One study – published in Psychopharmacology - sought to address a simple but somewhat perplexing question: Why do people use psilocybin?

The study provides insight into the psychoactive effects that distinguish psilocybin from other hallucinogenic substances. The findings suggest that feelings of spiritual and psychological insight play an important role in the drug’s popularity.

“Psilocybin, in the form of hallucinogenic mushrooms, has been used for centuries for the psychoactive effects. Recent US survey studies show that lifetime psilocybin use is relatively modest and quite stable over a period of decades,” Professor Griffiths, the study leader, explained.
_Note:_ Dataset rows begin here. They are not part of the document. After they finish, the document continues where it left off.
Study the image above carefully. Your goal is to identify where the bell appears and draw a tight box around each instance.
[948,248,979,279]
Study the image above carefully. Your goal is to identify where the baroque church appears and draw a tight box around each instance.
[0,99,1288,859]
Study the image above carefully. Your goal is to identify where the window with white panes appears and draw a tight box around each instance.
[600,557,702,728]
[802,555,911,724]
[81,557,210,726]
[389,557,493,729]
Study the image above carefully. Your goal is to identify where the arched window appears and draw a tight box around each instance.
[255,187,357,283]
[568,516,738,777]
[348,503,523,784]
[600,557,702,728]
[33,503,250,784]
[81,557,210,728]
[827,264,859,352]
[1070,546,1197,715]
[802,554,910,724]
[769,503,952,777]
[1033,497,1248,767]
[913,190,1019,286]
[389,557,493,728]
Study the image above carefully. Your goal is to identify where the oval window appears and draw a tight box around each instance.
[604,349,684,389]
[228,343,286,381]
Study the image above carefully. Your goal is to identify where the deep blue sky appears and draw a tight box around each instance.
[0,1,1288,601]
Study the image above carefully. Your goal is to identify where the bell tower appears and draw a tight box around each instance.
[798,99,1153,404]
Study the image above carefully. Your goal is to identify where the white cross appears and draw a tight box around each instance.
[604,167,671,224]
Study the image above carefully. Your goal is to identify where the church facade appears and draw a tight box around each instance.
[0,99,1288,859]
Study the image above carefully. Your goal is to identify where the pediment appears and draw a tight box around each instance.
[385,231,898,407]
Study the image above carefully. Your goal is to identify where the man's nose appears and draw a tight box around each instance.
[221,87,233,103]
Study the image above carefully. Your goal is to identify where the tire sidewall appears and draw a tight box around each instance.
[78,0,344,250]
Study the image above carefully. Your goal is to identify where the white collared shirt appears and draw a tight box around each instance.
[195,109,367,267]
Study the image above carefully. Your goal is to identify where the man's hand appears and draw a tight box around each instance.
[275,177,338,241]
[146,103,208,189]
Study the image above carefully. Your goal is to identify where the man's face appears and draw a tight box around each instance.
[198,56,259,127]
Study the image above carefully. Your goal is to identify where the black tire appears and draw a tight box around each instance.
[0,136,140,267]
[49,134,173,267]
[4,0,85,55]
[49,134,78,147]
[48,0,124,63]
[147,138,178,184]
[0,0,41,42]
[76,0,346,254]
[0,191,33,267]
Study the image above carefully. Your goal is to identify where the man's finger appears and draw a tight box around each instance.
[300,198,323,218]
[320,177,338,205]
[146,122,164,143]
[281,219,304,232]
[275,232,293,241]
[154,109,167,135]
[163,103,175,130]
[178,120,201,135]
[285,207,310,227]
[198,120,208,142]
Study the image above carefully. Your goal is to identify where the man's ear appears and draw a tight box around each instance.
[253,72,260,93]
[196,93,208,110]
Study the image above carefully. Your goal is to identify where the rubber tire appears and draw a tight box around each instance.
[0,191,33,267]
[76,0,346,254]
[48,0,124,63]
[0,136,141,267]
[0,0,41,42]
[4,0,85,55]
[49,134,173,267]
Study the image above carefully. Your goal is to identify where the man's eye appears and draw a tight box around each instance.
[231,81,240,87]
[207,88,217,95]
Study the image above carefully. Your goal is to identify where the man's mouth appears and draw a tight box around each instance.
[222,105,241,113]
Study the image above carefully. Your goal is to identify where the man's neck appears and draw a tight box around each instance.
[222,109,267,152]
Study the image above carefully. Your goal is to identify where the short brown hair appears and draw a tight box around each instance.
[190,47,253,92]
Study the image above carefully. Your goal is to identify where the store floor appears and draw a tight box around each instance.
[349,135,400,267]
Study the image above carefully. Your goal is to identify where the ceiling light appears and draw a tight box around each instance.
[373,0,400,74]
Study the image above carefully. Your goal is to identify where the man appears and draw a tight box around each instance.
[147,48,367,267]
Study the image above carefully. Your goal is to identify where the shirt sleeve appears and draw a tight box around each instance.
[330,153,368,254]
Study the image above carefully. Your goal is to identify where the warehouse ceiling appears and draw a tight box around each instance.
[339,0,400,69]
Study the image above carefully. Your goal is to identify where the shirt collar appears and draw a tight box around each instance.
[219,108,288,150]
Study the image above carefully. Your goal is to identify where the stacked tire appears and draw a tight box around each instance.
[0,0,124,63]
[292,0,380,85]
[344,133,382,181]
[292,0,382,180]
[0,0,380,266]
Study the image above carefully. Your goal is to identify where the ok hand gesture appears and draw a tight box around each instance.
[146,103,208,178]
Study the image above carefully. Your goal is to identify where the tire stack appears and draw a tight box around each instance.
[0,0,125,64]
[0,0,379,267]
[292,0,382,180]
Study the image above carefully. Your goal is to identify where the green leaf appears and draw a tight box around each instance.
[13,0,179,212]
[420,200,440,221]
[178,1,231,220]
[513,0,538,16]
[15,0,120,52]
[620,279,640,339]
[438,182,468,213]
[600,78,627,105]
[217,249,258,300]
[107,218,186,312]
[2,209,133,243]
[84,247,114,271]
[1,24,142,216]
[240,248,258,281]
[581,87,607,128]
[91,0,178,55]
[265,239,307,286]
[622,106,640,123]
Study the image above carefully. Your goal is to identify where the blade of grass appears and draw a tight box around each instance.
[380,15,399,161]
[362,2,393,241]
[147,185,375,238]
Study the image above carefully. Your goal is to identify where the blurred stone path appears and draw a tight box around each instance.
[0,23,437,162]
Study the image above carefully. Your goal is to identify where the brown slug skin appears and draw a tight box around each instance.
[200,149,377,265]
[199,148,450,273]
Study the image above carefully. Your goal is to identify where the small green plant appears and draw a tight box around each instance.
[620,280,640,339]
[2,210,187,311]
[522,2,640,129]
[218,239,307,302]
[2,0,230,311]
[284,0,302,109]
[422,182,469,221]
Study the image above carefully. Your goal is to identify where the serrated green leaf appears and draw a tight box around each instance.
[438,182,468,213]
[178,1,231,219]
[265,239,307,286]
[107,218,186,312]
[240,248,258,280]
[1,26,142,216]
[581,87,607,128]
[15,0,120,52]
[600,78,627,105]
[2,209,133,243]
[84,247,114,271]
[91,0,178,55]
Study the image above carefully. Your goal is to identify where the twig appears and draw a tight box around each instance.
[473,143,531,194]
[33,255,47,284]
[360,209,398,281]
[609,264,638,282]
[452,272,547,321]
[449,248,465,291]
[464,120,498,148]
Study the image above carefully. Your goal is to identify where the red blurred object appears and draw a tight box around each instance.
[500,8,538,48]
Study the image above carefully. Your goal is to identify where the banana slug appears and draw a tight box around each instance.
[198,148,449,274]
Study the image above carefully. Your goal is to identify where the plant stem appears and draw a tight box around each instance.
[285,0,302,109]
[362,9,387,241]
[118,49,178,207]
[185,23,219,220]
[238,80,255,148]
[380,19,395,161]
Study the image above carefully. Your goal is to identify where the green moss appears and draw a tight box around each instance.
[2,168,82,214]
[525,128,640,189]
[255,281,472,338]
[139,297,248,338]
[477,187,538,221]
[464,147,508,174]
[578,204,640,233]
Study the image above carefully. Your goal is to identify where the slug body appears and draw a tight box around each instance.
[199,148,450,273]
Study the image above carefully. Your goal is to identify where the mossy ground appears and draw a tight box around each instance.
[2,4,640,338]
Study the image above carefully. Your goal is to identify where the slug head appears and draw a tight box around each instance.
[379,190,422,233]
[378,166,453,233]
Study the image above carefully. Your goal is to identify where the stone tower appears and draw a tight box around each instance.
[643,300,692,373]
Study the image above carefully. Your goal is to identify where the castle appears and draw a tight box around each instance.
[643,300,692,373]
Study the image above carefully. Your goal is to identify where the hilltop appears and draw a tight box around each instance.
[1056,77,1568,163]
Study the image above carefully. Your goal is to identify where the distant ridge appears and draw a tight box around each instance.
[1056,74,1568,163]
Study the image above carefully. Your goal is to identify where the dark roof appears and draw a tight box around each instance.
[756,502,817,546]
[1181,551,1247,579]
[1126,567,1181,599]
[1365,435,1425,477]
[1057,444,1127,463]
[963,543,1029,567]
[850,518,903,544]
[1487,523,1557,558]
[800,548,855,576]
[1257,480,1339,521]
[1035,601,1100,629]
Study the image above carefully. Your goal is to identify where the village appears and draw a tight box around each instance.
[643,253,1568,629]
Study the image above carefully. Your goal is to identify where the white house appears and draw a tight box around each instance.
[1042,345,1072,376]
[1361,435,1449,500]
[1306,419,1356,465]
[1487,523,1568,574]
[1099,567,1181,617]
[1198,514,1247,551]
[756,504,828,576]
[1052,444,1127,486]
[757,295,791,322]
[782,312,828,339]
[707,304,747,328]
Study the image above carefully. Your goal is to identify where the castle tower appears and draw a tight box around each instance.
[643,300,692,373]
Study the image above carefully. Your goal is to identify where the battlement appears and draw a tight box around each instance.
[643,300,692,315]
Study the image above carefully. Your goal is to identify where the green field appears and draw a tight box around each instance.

However, the US National Institute on Drug Abuse does not consider psilocybin to be addictive because it does not cause uncontrollable drug seeking behavior, does not produce classic euphoria, does not produce a withdrawal syndrome, and does not activate brain mechanisms associated with classic drugs of abuse.

In the double-blind study, 20 healthy participants with histories of hallucinogen use received doses of psilocybin, dextromethorphan (DXM), and a placebo during five experiment sessions.

The researchers found that most of the participants reported wanting to take psilocybin again. But only 1 in 4 reported wanting to take DXM again.

“The study showed that several subjective features of the drug experience predicted participants’ desire to take psilocybin again: psychological insight, meaningfulness of the experience, increased awareness of beauty, positive social effects (e.g. empathy), positive mood (e.g. inner peace), amazement, and mystical-type effects,” Griffiths explained. Nearly half of the participants rated their experience following the highest psilocybin dose to be among the top most meaningful and psychologically insightful of their lives.

“The study provides an answer to the puzzle for why psilocybin has been used by people for hundreds of years, yet it does not share any of the features used to define classic drugs of abuse. The answer seems to reside in the ability of psilocybin to produce unique changes in the human conscious experience that give rise to meaning, insight, the experience of beauty and mystical-type effects,” Griffiths said.

Another study at Kings College London found that Psilocybin might also facilitate improvements in cognitive function including memory and problem solving.

So encouraging have been some of these results, that the Psychedelic Trials Group at the Centre for Affective Disorders at KCL is developing an accredited training programme for psychedelic-assisted therapies in clinical research.